Vous pouvez vous imaginer à quel point l’humeur était révolutionnaire
[117]! »
Car la chute du régime devait selon l’opinion commune intervenir sans violence, mais aussi sans que la population eût besoin de s’engager. Pour reprendre
l’enquête de la police citée plus haut, si 70% des gens estimaient que le régime
allait tomber, c’était au travers d’élections libres et sans verser de sang
[118]. Les
membres de l’ambassade américaine à Prague notèrent avec agacement, tout au
long des années cinquante, ce qu’ils ressentaient comme la prégnance d’une mentalité au mieux non-violente, au pire outrageusement passive. Le défaitisme de la
propre épouse du défunt président Benes, par exemple, symbolisait à leurs yeux
la passivité de classes sociales progressivement liquidées par les communistes, qui
n’avaient pour espoir que le retour de l’armée américaine et qui ne manifestaient
pas la moindre intention de se défendre par elles-mêmes
[119]. Ces diplomates
découragés concluaient que « les citoyens tchécoslovaques ne semblent pas être
faits de l’étoffe dont on fait les révolutions ». Ils notaient que « la tendance des
Tchèques à penser que
quelqu’un d’autre devrait le faire à leur place est renforcée
par la conviction, apparemment très répandue en Tchécoslovaquie, que
notre
meilleure chance de libération est une troisième guerre mondiale»
[120].
Il est intéressant de constater que ce cliché culturaliste se retrouve jusque dans
les archives de la StB.Comme l’a bien exprimé un ancien commerçant tchèque, lui
ne voudrait pas se salir les mains, « ce seraient d’autres qui le feraient »
[121]. D’après
un de ces concitoyens slovaques, le système devait s’effondrer tout seul « comme
un château de cartes »
[122]. Un ouvrier d’une usine chimique estimait pour sa part
et de façon plus crue, que les Tchèques étaient trop « lâches » pour agir comme en
Hongrie
[123]. Un autre ouvrier pensait que les Tchèques seraient les derniers à se
détacher de l’URSS car ils étaient « opportunistes » et ne voulaient rien risquer
[124].
Un ancien commerçant, tout comme un employé, considéraient les Tchèques
comme de « vieilles grand-mères » par opposition aux « gars » hongrois
[125]. Un
employé des chemins de fer rapporta avoir entendu à la radio suisse que les
Tchèques, en tant que nation « culturelle », seraient parmi les derniers à se débarrasser du communisme
[126].
C’est dans un média suisse que l’on trouve l’un des commentaires les plus
critiques de la population tchécoslovaque au moment de la révolution hongroise :
« Le correspondant du Journal de Genève à Bonn n’hésite pas à parler d’une véritable trahison morale du peuple tchécoslovaque, qui s’accommode de la tutelle soviétique aussi bien que de
l’occupation nazie.

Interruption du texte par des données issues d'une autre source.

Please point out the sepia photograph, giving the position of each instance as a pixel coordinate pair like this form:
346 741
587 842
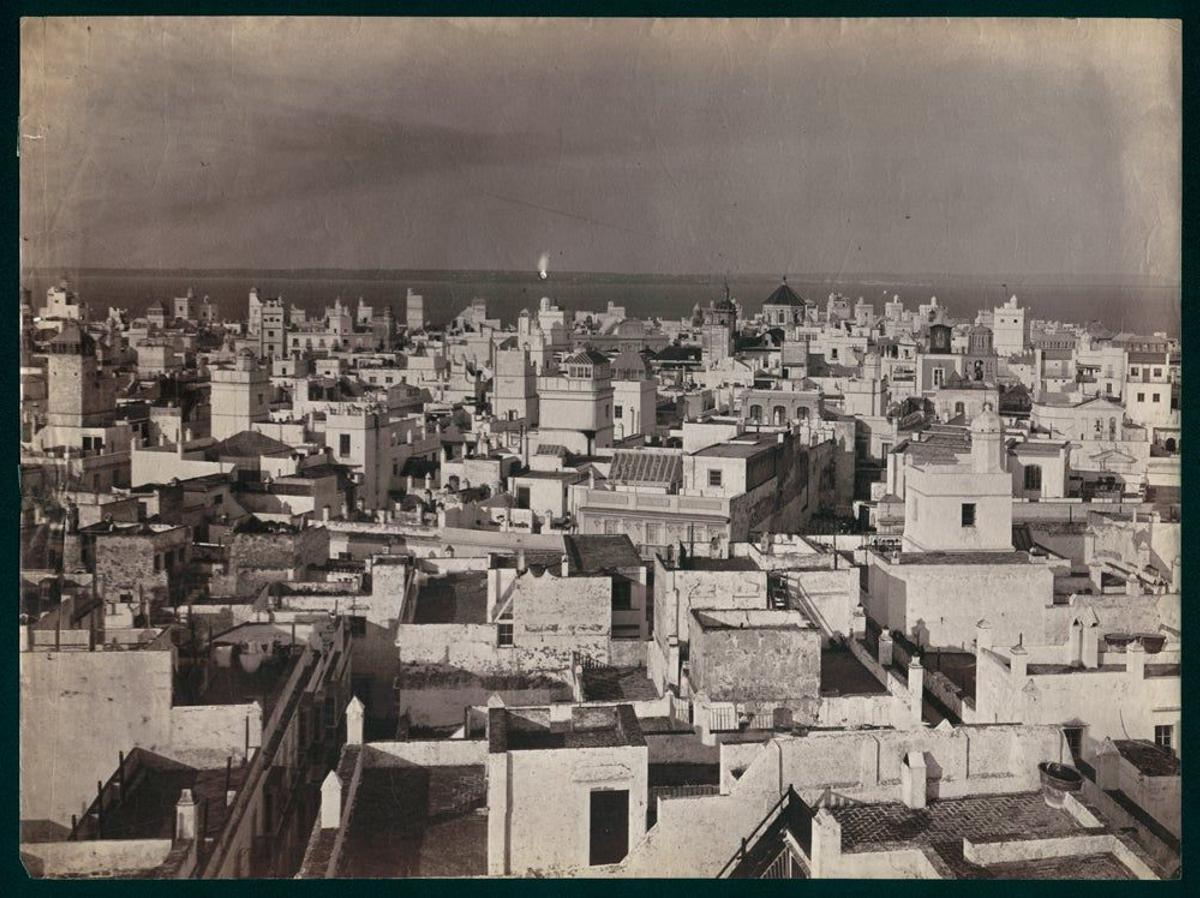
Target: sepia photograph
600 448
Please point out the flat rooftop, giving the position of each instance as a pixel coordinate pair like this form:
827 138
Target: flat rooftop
235 686
455 598
697 563
617 684
751 620
843 674
971 557
592 726
738 448
417 821
148 808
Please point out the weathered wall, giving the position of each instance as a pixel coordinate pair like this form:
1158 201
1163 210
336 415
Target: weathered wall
215 729
83 858
1115 704
755 663
119 699
941 604
553 617
550 820
1162 797
695 837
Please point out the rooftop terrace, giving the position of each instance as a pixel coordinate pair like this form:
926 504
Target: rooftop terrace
418 821
531 729
942 825
454 598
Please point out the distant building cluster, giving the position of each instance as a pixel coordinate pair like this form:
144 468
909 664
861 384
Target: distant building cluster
813 591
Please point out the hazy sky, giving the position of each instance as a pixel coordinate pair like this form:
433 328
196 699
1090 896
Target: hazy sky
957 147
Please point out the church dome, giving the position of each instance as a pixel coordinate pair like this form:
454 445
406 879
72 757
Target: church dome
987 421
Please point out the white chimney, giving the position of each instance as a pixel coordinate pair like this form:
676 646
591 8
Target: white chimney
185 815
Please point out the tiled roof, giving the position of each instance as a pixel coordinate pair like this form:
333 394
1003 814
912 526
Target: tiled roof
597 554
251 443
1151 759
586 357
640 466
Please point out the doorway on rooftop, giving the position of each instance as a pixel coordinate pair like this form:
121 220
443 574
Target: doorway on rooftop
609 833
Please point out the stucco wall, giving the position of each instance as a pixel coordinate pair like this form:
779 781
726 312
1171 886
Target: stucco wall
942 603
551 790
755 663
119 699
215 729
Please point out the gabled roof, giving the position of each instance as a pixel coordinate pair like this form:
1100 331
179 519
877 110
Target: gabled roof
250 443
586 357
629 361
640 466
595 554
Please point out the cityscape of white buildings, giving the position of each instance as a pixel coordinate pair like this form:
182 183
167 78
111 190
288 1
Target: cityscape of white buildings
814 591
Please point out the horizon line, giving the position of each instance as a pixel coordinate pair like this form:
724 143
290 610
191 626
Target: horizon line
1095 279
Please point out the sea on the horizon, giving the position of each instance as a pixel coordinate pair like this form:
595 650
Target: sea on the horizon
1138 307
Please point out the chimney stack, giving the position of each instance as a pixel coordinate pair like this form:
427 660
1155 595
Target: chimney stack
185 815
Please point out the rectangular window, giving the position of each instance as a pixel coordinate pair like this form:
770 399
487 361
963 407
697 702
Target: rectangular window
609 827
969 514
1074 741
1164 735
622 594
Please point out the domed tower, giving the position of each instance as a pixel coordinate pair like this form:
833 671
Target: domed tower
78 391
239 396
988 442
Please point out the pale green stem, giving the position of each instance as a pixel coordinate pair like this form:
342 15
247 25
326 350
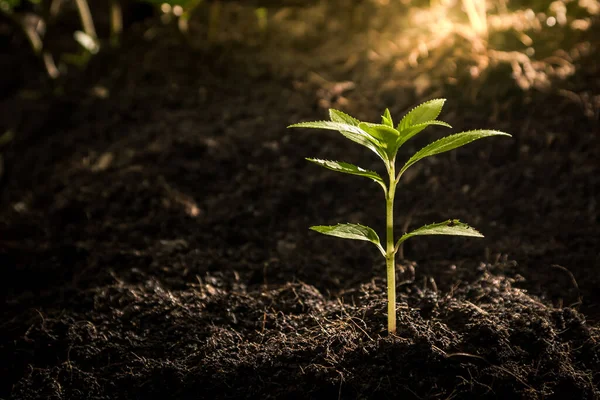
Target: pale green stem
116 22
86 18
390 256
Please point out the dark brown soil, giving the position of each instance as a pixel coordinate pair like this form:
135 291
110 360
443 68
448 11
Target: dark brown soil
154 242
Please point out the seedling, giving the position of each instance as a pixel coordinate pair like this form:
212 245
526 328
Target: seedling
385 140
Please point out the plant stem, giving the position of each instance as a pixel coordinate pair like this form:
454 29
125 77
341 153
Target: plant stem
390 256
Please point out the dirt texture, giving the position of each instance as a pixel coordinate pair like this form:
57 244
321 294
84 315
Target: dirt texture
154 215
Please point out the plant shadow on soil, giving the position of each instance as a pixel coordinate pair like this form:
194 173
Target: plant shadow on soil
154 245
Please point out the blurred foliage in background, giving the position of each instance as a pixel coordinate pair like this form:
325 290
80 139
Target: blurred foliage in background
534 42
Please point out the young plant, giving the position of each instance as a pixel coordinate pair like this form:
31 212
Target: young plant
384 140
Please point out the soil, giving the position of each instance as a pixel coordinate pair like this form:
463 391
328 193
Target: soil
154 244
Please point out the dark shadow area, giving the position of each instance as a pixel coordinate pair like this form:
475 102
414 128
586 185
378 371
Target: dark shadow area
154 207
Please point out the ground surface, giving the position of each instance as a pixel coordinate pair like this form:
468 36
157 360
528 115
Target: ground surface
153 235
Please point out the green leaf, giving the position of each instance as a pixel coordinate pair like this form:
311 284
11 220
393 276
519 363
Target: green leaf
413 130
386 118
451 227
450 143
347 168
349 131
425 112
338 116
387 136
349 231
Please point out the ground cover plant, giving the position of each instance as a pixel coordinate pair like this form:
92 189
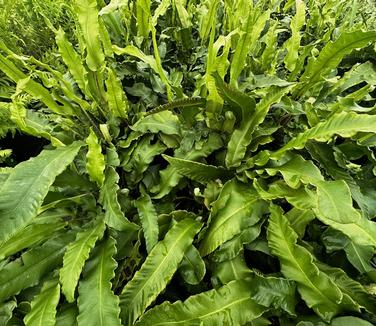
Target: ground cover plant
188 163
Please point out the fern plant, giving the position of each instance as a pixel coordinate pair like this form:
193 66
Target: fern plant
203 167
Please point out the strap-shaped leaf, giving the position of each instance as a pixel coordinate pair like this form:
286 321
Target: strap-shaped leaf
316 288
97 304
22 194
34 264
192 268
95 161
164 122
76 255
30 86
293 43
345 124
335 209
229 305
43 306
242 136
28 237
114 217
117 101
197 171
72 60
157 270
331 55
237 207
87 14
149 220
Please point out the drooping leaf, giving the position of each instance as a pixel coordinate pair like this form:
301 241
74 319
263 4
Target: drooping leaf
229 305
95 161
196 171
237 207
87 14
22 194
43 306
28 270
192 268
76 255
156 271
149 220
113 216
335 209
316 288
97 304
164 122
345 124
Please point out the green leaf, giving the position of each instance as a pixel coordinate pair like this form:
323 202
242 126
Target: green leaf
251 31
318 291
196 171
335 209
229 305
117 101
95 161
97 304
29 237
43 306
33 88
242 136
331 55
87 14
164 122
6 311
231 248
293 43
76 255
28 270
157 270
72 60
237 207
22 193
345 124
113 216
192 268
149 220
297 170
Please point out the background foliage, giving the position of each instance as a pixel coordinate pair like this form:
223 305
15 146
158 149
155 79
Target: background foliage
187 162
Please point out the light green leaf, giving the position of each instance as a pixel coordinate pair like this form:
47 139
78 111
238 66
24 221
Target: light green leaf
43 306
192 268
95 161
117 101
29 237
72 60
237 207
293 43
76 255
22 193
97 304
28 270
87 14
164 122
242 137
297 170
114 217
335 208
331 55
157 270
149 220
316 288
199 172
229 305
345 124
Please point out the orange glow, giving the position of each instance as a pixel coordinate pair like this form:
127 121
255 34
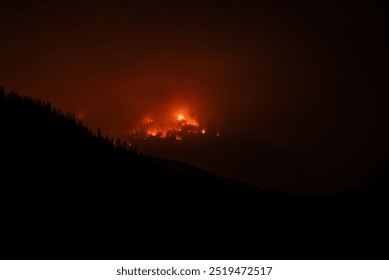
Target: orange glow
178 124
180 117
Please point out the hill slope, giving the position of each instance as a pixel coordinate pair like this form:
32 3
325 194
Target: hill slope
69 194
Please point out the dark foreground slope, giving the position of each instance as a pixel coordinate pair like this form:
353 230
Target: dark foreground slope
69 194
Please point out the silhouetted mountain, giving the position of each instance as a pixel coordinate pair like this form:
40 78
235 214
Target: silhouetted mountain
70 194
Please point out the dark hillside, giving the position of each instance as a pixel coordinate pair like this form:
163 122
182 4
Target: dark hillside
69 194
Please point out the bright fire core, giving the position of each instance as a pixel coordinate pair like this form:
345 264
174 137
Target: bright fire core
178 125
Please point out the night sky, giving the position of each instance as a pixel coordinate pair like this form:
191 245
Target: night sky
297 90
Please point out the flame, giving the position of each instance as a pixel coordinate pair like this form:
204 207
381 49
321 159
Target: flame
177 125
180 117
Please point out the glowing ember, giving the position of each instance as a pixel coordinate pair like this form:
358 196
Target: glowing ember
178 125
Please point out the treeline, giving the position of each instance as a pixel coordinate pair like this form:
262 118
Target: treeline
68 193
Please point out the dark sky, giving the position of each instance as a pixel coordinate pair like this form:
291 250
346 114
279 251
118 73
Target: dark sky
299 84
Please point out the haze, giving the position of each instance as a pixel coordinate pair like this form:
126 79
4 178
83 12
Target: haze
298 90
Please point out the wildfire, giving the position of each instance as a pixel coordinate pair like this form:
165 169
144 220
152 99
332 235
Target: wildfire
178 125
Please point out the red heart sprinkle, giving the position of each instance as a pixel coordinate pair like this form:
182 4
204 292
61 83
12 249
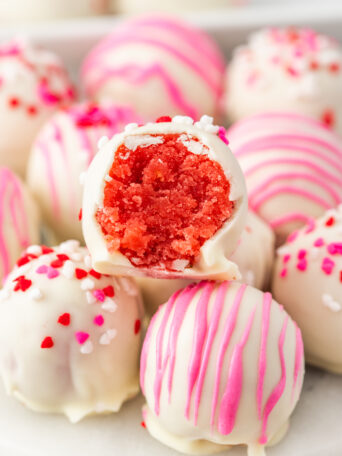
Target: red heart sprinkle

M. Georges Blum affirme que le gouvernement de Prague lui-même aurait
été surpris du conformisme manifesté par l’opinion tchèque au cours des récents événements. À
l’occasion d’une manifestation de fidélité à l’Union soviétique, l’Ambassadeur des Soviets,
M. Grischine, aurait été acclamé par 250000 manifestants. Prague reste le dernier bastion du stalinisme, conclut ce journaliste [127]. »
L’autre en miroir
L’opinion exprimée sur la situation dans les États bordant la
Tchécoslovaquie est en général un bon indicateur : hostile aux Hongrois et aux
Polonais, favorable au régime; favorable aux Hongrois et aux Polonais, hostile
au régime. Dans ces archives, environ 80% des citoyens qui expriment leur
sympathie pour les Hongrois espèrent également qu’il sera bientôt mis fin au
communisme dans leur pays. À l’inverse, une proportion égale de ceux qui
manifestent leur dégoût face au sang versé, à la soi-disante « bestialité » des
Hongrois (l’expression consacrée de l’époque) ou à la violence en général
témoignent en même temps de leur soutien au gouvernement en place. Tous
les témoignages le confirment, la vision des communistes hongrois pendus par
les pieds aux lampadaires des rues de Budapest a dissuadé bien des gens, par
ailleurs insatisfaits, de se dresser contre le régime. Cette lettre, interceptée lors
d’un contrôle du courrier, semble particulièrement représentative :
« Olina Badurová a écrit à Antonín Badura de Liberec : La Hongrie veut reprendre la
Slovaquie pour former la grande Hongrie. J’ai tellement peur pour toi, peur que tu doives partir à
la guerre et que nous soyons séparés, peut-être pour toujours. Même s’il y a ici beaucoup de problèmes, beaucoup d’insuffisances, nous nous portons assez bien et je ne voudrais pas que nous en
venions à une lutte fratricide comme en Hongrie. Maman dit aussi que le pire serait qu’on en vienne
à se battre entre nous [Elle fait ici allusion aux tensions entre Tchèques et Slovaques]. Tu sais à quel
point je déteste aller aux réunions, mais hier nous y sommes allés pour parler de la situation internationale et c’était vraiment bien. Un monsieur a parlé de ses enfants, de la guerre, il a raconté qu’il
avait un fils âgé de quelques semaines, qu’il devrait se résigner à la guerre, au rationnement, à la
peur des bombes, et les gens l’ont applaudi. Nous avions les larmes aux yeux. Je pense, et je m’en suis
aperçue encore hier, que même si tout le monde, moi y comprise, sommes mécontents, nous irions
défendre notre République les armes à la main [128] … »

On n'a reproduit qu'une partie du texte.